Papillotes, tablettes, bonbons ou pralinés, à l’occasion des fêtes de Noël, le chocolat s’introduit dans toutes les maisonnées. 97% des français en consomment au moins une fois par semaine, ce qui place le pays comme 7ème consommateur de la fève de cacao en Europe. Quelle est son origine, d’où viennent les fèves de cacao, comment est-il fabriqué ?

Le processus de transformation est dense et compliqué.
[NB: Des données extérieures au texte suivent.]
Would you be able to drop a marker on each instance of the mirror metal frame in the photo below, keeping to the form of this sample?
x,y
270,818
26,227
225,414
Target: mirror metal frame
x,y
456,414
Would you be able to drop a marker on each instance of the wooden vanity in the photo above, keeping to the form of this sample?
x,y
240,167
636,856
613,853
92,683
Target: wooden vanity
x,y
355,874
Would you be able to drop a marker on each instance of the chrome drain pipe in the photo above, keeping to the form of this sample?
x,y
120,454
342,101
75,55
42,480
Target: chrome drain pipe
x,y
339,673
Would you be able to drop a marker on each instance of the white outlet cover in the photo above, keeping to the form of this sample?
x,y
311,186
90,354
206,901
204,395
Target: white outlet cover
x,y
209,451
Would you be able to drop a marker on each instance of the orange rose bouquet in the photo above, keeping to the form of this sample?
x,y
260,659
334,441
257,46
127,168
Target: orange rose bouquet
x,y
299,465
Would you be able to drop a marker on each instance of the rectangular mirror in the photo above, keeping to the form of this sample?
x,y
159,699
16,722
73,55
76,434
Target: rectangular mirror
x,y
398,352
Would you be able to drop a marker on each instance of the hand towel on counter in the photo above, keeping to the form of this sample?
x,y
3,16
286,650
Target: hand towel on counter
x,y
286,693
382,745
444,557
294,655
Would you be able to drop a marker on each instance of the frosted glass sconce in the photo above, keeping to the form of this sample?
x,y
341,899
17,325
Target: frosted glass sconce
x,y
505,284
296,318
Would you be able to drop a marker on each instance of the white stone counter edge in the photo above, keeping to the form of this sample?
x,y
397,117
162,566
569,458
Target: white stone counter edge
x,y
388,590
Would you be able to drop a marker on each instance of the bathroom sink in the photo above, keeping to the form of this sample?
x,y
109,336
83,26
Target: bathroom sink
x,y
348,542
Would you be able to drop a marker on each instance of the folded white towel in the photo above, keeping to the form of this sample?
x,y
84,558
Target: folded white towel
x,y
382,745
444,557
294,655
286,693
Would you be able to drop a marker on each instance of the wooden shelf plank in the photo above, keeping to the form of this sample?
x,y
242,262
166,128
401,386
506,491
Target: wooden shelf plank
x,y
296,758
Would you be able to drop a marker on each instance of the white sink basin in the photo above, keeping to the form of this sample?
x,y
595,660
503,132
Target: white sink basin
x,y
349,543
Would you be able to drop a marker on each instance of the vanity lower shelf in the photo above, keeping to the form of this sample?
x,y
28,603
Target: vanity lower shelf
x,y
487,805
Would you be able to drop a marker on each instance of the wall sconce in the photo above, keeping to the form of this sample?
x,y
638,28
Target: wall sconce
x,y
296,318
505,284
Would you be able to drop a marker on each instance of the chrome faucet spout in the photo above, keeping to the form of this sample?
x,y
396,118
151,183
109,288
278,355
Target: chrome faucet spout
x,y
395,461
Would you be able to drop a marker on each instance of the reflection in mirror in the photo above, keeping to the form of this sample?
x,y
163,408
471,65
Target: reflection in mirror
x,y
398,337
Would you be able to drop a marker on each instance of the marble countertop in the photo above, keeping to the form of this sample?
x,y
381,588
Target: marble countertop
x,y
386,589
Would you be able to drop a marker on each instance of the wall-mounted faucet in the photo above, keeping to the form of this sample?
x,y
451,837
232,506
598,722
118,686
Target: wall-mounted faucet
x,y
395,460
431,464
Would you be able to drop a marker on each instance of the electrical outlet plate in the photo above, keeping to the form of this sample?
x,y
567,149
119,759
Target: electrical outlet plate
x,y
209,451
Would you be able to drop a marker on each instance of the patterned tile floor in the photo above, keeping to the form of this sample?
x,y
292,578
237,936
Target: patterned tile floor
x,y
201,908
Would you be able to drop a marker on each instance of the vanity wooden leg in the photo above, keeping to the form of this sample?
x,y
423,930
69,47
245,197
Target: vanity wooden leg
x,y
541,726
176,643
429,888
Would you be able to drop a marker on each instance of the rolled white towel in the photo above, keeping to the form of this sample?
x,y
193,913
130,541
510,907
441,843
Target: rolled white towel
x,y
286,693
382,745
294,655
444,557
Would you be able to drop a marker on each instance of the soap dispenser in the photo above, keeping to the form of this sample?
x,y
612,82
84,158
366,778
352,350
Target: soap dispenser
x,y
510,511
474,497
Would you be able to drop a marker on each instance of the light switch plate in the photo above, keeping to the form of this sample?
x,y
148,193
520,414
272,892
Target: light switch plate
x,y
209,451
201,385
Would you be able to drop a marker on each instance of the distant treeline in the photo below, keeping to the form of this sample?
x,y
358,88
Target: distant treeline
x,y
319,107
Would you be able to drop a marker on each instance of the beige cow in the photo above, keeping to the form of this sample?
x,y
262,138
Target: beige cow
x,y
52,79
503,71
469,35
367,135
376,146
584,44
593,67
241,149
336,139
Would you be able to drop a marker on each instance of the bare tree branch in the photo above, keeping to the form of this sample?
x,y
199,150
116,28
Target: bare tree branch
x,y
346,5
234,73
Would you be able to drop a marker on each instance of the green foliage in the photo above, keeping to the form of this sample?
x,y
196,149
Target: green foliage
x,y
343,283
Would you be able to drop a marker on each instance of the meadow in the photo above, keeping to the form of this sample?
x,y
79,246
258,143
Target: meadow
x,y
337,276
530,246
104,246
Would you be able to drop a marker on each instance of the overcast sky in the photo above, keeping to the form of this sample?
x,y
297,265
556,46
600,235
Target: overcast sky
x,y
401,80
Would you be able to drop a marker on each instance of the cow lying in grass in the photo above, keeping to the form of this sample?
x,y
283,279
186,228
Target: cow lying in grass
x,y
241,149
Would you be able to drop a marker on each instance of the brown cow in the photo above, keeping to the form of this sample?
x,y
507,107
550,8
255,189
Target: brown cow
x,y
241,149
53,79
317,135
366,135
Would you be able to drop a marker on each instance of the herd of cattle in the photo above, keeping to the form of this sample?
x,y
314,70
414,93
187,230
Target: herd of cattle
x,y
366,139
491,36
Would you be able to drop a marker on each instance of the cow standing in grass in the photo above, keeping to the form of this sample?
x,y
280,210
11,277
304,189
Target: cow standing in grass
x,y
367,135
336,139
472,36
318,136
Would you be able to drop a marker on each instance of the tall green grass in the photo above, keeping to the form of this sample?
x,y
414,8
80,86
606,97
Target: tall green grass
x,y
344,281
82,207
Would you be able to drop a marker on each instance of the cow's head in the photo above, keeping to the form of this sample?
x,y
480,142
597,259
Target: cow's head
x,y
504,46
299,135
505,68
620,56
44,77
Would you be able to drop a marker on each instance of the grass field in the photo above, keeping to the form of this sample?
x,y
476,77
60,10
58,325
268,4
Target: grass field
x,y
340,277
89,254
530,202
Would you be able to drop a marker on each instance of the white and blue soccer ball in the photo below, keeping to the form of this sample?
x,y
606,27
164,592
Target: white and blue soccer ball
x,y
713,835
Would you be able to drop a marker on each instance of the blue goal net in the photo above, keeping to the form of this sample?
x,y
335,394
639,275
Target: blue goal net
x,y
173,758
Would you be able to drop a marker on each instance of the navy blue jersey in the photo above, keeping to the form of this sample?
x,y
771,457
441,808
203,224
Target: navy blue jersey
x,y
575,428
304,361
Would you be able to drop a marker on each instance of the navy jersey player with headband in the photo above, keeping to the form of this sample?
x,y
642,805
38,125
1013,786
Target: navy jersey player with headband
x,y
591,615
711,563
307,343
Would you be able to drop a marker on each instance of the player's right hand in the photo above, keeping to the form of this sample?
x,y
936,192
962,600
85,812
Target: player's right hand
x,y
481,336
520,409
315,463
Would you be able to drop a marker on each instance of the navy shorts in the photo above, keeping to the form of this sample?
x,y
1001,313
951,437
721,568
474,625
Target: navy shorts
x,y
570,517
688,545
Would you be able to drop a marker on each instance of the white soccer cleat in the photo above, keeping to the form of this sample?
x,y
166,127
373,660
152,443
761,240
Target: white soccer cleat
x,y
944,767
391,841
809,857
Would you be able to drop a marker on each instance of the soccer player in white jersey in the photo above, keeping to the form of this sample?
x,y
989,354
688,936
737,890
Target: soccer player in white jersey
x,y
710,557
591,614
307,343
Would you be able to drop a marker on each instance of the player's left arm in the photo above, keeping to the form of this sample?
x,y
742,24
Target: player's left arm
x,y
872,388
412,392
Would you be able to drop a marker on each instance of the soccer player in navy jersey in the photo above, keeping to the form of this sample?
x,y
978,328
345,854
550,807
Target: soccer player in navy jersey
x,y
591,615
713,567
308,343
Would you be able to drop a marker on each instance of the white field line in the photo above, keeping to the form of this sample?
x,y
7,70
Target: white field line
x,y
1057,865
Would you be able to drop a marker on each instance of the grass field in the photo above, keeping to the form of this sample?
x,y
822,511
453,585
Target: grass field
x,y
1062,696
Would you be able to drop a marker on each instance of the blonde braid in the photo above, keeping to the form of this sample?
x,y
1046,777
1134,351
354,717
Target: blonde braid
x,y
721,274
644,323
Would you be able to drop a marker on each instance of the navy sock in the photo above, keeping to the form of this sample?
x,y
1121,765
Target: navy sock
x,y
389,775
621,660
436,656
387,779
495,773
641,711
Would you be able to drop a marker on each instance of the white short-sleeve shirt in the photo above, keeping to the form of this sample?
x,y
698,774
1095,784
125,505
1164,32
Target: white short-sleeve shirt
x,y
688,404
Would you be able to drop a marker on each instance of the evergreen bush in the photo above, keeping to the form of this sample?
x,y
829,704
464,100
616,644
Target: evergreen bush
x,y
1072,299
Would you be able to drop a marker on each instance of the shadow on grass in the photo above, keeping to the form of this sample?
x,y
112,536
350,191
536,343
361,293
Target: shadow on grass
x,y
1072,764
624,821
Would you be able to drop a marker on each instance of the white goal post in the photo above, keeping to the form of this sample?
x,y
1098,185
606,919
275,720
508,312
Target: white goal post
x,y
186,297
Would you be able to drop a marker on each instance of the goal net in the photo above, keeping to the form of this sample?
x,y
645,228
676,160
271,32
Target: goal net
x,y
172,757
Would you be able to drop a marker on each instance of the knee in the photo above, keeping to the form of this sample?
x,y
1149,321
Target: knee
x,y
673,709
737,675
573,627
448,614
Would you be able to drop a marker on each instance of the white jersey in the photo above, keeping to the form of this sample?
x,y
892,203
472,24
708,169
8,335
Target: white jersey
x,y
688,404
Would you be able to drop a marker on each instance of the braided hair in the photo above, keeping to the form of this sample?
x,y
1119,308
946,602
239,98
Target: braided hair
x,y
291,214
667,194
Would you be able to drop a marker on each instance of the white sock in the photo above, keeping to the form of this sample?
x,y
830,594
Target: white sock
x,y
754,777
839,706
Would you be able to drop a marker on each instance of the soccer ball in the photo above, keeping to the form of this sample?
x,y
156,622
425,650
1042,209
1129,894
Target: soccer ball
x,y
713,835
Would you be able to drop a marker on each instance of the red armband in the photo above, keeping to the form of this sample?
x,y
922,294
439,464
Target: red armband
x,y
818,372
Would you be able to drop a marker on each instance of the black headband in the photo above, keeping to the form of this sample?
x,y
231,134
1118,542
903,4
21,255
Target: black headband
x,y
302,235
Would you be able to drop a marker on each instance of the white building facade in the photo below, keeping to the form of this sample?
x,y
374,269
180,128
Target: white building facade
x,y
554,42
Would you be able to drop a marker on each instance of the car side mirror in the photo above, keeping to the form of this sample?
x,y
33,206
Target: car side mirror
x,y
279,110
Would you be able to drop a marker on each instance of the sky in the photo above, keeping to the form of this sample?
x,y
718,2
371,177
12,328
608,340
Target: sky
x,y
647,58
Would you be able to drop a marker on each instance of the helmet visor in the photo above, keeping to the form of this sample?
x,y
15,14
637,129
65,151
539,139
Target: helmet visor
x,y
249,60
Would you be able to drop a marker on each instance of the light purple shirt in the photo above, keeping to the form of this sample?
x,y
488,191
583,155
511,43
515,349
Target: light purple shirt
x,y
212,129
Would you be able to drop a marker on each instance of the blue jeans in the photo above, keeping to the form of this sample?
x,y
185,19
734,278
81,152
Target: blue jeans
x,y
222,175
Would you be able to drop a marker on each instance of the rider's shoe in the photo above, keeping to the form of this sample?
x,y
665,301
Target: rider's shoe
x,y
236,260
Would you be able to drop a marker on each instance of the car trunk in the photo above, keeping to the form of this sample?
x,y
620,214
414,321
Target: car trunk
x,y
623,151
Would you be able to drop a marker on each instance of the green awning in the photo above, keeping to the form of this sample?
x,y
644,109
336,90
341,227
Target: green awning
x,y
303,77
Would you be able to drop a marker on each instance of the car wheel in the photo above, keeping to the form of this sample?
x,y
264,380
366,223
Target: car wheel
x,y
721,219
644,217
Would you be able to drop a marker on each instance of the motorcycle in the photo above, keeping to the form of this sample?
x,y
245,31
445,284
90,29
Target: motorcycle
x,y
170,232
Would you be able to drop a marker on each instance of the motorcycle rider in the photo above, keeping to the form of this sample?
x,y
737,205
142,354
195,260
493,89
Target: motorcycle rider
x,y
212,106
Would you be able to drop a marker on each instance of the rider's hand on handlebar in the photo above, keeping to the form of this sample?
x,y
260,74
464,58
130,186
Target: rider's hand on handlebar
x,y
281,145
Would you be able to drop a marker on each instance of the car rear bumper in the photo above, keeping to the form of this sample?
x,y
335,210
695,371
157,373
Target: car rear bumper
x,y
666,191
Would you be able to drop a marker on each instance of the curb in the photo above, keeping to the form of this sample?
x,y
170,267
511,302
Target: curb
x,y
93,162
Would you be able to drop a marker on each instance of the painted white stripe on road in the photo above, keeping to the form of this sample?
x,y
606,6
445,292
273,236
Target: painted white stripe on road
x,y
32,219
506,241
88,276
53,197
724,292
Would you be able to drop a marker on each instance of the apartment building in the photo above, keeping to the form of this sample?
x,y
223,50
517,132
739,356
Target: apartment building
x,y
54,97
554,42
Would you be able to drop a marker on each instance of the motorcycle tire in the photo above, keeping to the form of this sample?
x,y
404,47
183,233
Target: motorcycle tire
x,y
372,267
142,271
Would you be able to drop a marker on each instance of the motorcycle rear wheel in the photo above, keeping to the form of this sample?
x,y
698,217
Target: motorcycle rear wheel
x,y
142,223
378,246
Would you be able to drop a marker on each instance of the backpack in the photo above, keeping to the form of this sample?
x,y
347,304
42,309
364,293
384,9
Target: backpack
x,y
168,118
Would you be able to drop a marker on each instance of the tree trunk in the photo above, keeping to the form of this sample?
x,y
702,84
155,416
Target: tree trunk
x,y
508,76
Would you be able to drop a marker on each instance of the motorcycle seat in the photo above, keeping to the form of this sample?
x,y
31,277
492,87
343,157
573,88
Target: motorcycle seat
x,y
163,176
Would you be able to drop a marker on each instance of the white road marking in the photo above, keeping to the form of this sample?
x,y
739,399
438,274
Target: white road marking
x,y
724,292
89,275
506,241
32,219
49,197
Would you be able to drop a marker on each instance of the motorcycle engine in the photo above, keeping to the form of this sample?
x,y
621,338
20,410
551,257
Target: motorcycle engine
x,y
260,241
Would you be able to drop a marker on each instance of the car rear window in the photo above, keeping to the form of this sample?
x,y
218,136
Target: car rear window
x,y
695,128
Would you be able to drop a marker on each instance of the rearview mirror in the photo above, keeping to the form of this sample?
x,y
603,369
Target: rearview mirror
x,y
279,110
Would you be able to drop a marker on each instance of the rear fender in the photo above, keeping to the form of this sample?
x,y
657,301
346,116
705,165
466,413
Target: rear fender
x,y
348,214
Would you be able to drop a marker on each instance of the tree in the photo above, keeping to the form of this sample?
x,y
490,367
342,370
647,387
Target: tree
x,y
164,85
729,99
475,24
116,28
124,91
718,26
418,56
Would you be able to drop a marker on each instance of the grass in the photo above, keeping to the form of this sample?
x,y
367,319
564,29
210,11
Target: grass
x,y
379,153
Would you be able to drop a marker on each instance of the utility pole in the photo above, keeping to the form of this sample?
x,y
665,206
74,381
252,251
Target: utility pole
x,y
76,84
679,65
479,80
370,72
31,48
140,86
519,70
La Maison Duplanteur possède une plantation de 15 hectares de cacaoyers en Sierra Leone, ce qui nous permet de gérer toute la filière d’approvisionnement en respectant des critères strictes en matière d’éthiques et d’environnement, tout en soutenant les populations rurales. La Maison Duplanteur s’approvisionne également de fèves en provenance coopératives sélectionnées et soutenues de Madagascar, Cameroun, Ghana, et de certains pays d’Asie, continent émergent en la matière, tels que la Thaïlande ou la Birmanie.

L’ensemble des coopératives qu’elle sollicite est certifié, notamment par le label « Utz » qui opère un programme de traçabilité fiable pour la production responsable de cacao, tant sur le plan social qu’environnemental.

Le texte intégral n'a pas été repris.